At the Bank’s last meeting in March, Governor Andrew Bailey said inflation was “moving in the right direction” and even suggested that rate cuts were “in play”.
Figures out since then have been slightly hotter than expected, but have not changed the overall direction of travel.
Inflation fell to 3.2 per cent in March, slightly ahead of the 3.1 per cent expected by economists, but down from over 11 per cent in Autumn 2022. Many forecasters expect inflation to fall to around two per cent in April thanks to Ofgem’s energy price cap.
Regular annual wage growth, meanwhile, fell to 6.0 per cent in the first quarter of the year. Again, while this was slightly ahead of expectations, pay growth was still down from peaks of over eight per cent last summer.
Given the progress on inflation, the question for policymakers has turned to when to start reducing the benchmark Bank Rate. It currently stands at 5.25 per cent, a post-financial crisis high.
The Bank of England is treading a fine line between holding rates too high for too long, and squashing a nascent economic recovery, or loosening policy too soon, risking an uptick in inflation.
MPC members are deeply divided on the timing of the first rate cut. In recent weeks Dave Ramsden has said he was “more confident” that inflation was returning to target while Huw Pill, the Bank’s chief economist, said there was still “a reasonable way to go”.
Despite the risks, many economists expect policymakers to open the door to a summer interest rate cut.
“We expect a change in the messaging to indicate that the MPC is inclined to begin cutting the Bank Rate, conditional on the data evolving in line with the updated forecast,” Jack Meaning, UK economist at Barclays said.
Sanjay Raja, UK economist at Deutsche Bank, predicted that the MPC would “set the stage for a June rate cut”.
A recent City A.M. poll showed that most economists thought the Bank of England would start cutting rates in August. Markets, however, are not so sure.

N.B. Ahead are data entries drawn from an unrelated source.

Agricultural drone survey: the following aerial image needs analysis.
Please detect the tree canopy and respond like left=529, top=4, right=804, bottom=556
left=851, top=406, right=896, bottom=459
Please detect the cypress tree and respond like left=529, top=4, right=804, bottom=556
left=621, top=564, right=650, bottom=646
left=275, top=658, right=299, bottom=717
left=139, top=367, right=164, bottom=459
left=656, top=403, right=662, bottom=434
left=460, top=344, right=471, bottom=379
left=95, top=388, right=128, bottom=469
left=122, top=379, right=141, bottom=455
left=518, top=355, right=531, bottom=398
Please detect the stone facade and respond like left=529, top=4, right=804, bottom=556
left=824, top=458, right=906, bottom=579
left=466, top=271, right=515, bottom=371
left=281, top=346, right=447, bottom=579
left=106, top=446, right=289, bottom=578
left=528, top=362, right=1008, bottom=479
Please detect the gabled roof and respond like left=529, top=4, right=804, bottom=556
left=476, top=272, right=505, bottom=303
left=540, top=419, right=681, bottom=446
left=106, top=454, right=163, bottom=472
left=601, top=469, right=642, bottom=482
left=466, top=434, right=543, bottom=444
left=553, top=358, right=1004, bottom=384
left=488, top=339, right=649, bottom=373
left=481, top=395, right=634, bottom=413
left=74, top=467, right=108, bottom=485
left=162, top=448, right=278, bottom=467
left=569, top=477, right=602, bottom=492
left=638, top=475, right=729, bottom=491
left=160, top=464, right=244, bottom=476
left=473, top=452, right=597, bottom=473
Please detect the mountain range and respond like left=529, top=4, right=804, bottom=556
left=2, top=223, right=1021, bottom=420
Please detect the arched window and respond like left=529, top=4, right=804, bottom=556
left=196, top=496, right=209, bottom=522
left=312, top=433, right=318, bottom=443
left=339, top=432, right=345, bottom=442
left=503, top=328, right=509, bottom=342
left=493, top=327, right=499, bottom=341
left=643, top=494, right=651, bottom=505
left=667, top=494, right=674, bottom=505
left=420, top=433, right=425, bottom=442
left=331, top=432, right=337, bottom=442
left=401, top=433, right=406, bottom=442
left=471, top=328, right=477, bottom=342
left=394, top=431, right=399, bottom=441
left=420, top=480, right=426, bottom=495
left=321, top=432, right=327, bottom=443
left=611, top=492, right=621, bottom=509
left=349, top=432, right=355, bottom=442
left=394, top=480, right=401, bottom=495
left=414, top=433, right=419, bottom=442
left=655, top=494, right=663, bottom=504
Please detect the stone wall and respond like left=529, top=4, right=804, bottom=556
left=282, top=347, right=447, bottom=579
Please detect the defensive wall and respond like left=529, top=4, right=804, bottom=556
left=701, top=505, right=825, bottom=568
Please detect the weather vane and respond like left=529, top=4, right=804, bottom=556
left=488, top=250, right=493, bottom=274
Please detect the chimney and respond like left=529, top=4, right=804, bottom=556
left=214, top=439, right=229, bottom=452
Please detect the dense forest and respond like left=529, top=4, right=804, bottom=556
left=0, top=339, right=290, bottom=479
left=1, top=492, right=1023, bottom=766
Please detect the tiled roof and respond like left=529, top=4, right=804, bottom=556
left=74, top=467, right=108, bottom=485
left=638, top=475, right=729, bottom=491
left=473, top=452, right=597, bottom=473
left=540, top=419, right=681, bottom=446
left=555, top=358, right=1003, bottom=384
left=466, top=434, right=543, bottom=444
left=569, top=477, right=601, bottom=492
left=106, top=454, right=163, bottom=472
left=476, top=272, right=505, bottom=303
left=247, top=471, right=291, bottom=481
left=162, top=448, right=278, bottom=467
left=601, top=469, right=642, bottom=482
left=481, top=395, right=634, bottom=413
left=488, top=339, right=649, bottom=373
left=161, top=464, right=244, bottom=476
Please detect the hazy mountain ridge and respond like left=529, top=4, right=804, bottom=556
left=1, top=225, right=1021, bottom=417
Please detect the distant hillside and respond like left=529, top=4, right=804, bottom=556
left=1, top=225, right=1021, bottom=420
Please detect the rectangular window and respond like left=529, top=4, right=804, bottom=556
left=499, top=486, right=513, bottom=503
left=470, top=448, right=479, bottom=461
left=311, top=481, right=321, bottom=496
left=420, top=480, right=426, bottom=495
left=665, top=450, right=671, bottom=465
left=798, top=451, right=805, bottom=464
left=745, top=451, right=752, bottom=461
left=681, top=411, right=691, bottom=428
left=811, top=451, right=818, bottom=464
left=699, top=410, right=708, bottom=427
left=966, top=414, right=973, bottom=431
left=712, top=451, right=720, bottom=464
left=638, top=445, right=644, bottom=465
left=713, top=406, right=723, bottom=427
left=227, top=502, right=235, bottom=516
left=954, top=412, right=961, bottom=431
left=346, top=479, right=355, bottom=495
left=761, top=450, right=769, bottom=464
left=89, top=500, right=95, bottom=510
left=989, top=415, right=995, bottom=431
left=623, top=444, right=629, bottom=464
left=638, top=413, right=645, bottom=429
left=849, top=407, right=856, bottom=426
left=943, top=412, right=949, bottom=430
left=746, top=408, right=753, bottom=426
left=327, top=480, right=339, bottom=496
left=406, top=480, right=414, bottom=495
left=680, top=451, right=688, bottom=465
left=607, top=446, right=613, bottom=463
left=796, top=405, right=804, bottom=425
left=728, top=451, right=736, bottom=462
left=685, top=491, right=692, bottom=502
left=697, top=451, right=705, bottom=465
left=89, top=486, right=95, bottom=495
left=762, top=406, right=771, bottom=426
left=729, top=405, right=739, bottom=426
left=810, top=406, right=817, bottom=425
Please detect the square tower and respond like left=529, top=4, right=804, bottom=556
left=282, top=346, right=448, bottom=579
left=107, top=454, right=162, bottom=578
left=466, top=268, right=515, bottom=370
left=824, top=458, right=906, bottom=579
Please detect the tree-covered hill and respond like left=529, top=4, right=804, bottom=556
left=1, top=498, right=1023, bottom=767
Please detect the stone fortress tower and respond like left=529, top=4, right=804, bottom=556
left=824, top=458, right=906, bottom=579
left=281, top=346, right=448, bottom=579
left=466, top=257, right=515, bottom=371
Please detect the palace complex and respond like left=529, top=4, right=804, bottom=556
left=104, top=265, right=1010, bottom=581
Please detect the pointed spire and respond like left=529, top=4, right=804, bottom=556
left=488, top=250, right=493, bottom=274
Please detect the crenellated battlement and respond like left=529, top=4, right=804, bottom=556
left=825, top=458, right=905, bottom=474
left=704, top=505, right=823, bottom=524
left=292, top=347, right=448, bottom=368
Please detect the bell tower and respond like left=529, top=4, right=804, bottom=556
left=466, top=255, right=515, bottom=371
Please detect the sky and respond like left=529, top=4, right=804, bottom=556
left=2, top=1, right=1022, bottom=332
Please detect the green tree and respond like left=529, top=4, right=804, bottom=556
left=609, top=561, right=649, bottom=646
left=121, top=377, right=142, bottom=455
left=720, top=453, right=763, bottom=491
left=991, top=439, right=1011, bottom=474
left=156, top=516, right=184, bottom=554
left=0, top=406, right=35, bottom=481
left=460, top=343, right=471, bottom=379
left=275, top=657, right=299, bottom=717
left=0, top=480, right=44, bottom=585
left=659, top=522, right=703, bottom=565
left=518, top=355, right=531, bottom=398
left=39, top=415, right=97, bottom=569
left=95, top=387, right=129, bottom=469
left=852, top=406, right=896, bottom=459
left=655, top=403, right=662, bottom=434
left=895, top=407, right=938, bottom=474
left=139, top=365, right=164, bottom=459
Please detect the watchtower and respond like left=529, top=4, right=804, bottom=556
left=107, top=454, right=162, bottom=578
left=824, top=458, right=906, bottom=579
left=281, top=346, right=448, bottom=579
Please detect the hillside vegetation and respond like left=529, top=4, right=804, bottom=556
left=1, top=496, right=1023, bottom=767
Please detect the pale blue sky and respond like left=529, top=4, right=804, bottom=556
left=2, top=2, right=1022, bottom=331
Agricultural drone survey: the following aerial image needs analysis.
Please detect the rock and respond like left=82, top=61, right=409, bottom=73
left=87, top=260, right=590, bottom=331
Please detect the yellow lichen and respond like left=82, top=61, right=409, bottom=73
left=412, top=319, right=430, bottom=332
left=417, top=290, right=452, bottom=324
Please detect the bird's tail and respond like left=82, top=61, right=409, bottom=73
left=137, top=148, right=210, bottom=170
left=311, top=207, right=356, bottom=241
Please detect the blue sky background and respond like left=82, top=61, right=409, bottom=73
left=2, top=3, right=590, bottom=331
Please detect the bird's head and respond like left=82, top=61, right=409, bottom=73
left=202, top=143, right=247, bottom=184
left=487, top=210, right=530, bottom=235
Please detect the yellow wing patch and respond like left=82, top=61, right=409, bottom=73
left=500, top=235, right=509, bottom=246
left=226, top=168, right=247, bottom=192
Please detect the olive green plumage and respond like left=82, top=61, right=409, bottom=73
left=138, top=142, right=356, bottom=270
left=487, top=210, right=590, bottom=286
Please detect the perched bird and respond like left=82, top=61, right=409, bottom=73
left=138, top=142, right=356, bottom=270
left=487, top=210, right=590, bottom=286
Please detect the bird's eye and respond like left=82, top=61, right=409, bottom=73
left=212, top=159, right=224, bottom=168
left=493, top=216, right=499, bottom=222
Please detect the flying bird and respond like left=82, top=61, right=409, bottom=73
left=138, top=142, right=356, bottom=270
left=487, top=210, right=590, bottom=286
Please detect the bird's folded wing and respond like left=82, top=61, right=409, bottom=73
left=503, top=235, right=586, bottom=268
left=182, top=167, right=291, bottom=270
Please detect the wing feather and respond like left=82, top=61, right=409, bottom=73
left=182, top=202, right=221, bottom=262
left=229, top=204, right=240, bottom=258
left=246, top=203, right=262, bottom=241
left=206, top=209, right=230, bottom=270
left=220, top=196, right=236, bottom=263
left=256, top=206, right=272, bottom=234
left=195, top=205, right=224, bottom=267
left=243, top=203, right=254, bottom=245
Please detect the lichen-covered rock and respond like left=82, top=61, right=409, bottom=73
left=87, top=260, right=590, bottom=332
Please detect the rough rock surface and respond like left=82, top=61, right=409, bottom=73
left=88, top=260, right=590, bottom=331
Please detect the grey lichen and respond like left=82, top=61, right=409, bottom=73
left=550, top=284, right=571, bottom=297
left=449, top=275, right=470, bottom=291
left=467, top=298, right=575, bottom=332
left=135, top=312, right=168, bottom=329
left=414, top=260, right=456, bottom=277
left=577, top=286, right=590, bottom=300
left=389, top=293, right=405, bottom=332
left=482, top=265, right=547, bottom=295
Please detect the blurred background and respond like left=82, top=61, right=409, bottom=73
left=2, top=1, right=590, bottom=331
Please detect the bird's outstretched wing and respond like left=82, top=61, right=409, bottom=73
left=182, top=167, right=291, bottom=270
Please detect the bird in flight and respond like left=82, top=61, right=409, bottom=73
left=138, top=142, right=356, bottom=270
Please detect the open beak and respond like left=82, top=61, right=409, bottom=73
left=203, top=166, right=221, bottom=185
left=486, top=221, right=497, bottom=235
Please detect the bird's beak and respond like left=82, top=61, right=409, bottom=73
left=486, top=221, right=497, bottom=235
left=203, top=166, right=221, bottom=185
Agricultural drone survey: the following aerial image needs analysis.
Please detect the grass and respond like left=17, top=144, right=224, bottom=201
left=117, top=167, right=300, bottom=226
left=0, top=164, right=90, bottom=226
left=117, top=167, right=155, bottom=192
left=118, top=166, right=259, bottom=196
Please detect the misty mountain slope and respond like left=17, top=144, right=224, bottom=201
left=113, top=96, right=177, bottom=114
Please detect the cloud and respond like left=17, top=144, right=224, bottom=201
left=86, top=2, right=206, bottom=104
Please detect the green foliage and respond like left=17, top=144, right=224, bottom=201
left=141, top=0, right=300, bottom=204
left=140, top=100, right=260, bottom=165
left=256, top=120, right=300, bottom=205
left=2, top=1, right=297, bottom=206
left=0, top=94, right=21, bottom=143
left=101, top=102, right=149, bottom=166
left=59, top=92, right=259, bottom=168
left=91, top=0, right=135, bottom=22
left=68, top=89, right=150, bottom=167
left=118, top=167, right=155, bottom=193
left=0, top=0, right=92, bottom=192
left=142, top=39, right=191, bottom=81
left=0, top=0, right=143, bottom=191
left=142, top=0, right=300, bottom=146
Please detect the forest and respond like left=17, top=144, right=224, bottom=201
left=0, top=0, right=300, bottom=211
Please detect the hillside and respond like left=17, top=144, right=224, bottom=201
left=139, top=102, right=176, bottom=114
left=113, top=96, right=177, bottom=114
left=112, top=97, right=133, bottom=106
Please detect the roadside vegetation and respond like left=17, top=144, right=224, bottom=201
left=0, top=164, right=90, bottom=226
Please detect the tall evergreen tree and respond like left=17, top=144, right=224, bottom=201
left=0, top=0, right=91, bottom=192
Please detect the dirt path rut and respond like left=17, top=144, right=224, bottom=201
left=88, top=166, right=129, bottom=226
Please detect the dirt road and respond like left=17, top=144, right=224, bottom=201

Having been spooked by hot inflation data in the US, which has forced the Fed to wait, traders are only pricing in the first rate cut in for September.
This repricing will have an impact on the Bank’s forecasts, which are based off the market curve. Inflation will likely be lower across the forecast period, despite slightly higher oil prices, because markets are expecting fewer rate cuts.
Barclays’ Meaning said inflation would likely be revised down for two and three years ahead, “predominantly due to the effect of the yield curve tightening”.
This would leave inflation below target from mid-2026, he added.